Testimony of Rachel Metz, Research and Data Manager before the Committee on Health

Public Testimony


 

Hello Chair Gray and members of the Committee on Health. Thank you for the opportunity to address you today. My name is Rachel Metz, and I’m the Data and Research Manager at DC Action. 

We want to thank this committee and DC Council as a whole for steps you took last year to increase access to public health insurance programs. By funding the Postpartum Coverage Expansion Amendment Act, subsidizing transportation to postpartum health care appointments, and allowing recertification in the Healthcare Alliance to be done entirely by phone - at least for this year, you’ve helped to reduce some of the barriers that stand in the way of health care for District families. Thank you to the Chair and other members of this committee who played a vital role in funding these priorities. 

While these were important steps, we remain concerned, as we know you do, about the hurdles that many families faced with the Alliance once recertification requirements resumed. As we all learned when CityPaper reported on an email from Deputy Mayor for Health and Human Services Wayne Turnage, 7,000 Alliance enrollees - one in three - were decertified this fall due to backlogs and other administrative challenges at DHS. Though most were reinstated, the confusion and delays left District residents scrambling to address time-sensitive health needs. We’re especially concerned about the potential impact on those who may have missed out on important pre- or post-natal care. While it was a positive move for DHS to reinstate these program participants, it’s clear that a longer-term systemic solution is needed. 

The DC Health Care Alliance needs to switch back to an annual enrollment. Switching to annual enrollment will not only reduce DHS’ administrative burden, it will also align the program with other health insurance programs. We know that the switch to six-month certification resulted in a drop of nearly one-third of the enrollees. A decade later, with community members as well as health care and legal providers testifying each year about the negative impact of frequent recertification, it’s past time to change it.

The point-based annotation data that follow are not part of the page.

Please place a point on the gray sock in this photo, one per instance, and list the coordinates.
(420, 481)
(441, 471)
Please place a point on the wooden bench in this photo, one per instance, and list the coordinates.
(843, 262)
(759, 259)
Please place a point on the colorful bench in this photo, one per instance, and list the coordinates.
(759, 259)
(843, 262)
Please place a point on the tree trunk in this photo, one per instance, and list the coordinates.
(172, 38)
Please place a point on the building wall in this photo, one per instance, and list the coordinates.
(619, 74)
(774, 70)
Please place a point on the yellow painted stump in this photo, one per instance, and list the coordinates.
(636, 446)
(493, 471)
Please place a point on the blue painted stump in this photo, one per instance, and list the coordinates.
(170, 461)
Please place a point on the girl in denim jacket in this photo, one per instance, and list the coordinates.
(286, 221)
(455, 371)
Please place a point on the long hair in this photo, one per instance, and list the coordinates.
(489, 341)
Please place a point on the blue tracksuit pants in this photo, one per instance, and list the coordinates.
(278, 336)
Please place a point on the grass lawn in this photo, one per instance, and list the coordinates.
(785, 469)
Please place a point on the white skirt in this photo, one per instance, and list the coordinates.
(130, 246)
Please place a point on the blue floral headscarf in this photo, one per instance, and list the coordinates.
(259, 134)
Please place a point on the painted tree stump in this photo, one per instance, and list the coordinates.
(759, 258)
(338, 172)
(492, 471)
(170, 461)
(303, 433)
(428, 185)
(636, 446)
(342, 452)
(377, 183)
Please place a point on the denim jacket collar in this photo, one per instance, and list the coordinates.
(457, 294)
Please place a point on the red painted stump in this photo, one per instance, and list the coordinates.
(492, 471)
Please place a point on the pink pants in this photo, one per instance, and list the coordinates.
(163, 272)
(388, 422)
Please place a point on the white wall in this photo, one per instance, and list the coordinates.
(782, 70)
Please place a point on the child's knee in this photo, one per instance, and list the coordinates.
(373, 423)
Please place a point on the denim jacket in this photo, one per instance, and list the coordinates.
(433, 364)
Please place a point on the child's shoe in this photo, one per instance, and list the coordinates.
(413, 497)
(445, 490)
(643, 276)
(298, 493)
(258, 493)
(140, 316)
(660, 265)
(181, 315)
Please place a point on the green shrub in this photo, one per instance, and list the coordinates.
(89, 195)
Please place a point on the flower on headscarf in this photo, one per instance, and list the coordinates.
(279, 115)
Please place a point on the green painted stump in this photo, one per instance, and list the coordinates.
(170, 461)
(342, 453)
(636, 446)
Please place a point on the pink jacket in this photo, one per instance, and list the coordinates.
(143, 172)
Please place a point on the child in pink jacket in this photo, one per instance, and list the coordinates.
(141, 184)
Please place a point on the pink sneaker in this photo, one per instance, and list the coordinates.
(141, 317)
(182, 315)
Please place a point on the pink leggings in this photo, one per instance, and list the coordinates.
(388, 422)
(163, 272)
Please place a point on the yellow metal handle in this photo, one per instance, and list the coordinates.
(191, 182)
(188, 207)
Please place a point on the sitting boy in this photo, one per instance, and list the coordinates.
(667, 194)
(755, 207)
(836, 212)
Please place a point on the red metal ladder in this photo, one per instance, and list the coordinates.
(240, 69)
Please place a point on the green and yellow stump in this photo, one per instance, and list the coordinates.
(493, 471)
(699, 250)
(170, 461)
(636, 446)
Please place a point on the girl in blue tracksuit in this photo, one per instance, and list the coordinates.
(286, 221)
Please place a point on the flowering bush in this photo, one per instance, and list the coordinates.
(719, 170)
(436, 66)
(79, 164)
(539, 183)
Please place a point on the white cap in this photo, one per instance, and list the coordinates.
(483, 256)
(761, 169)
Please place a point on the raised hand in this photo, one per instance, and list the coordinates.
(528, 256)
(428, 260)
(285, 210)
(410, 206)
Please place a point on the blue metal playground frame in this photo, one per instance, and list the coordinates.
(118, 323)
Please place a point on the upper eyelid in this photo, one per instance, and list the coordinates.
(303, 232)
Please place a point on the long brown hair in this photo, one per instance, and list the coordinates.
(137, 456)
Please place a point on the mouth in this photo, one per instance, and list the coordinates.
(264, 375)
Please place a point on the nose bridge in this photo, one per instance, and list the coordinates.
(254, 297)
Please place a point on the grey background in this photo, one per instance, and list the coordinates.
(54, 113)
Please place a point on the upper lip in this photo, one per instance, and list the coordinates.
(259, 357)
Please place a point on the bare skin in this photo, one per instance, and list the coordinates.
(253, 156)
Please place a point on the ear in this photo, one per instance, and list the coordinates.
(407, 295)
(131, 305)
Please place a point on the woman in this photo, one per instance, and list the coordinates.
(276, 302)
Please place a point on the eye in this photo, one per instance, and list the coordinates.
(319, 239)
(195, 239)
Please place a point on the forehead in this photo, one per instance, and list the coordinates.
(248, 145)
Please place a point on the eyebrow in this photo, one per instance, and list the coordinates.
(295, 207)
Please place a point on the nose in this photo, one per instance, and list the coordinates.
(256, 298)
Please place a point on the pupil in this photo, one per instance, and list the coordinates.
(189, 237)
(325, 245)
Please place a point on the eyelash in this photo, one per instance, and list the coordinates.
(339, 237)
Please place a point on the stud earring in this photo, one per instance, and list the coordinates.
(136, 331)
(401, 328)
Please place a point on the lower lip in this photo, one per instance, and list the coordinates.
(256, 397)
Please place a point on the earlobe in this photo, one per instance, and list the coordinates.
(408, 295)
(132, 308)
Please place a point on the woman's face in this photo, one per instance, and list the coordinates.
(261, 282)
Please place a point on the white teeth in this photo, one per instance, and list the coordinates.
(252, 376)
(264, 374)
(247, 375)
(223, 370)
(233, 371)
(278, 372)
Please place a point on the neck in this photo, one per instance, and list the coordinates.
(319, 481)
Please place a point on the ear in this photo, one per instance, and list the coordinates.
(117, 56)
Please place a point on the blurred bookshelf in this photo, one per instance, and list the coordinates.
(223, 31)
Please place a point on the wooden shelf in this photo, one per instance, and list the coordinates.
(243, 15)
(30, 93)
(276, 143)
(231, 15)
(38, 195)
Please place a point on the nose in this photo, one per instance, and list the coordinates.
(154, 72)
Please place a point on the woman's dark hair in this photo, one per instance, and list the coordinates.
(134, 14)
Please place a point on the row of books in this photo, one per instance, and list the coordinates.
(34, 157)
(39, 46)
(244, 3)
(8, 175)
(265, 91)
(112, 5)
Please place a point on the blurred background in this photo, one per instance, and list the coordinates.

Even if we were to resolve the administrative challenges and create a smooth and efficient recertification process - which we haven’t done for over a decade now - there’s still a basic equity question that we must all face. Why does the District require twice annual certification in a program that is doing the important work of addressing the needs of many immigrant residents who have limited access to health insurance? What purpose does it serve when other health programs don’t require twice annual certification? And, if we are able to answer that last question, does that purpose outweigh the cost of having many vulnerable people lose the benefit due to administrative challenges that have nothing to do with them? We all know that the reason District leaders instituted the Alliance in the first place is due to the xenophobia embedded into federal polices that make many immigrants ineligible for federal benefit programs including Medicaid. Its existence addresses a racial equity issue: roughly half of Alliance participants are Latinx and just under one-fifth are Black. Let’s stop the double standard in how often these District residents need to recertify compared to those who are able to enroll in Medicaid instead.

We hope that the Council will stand by its legislation and provide funding so that District residents only need to recertify annually for public health insurance programs, regardless of which program it is.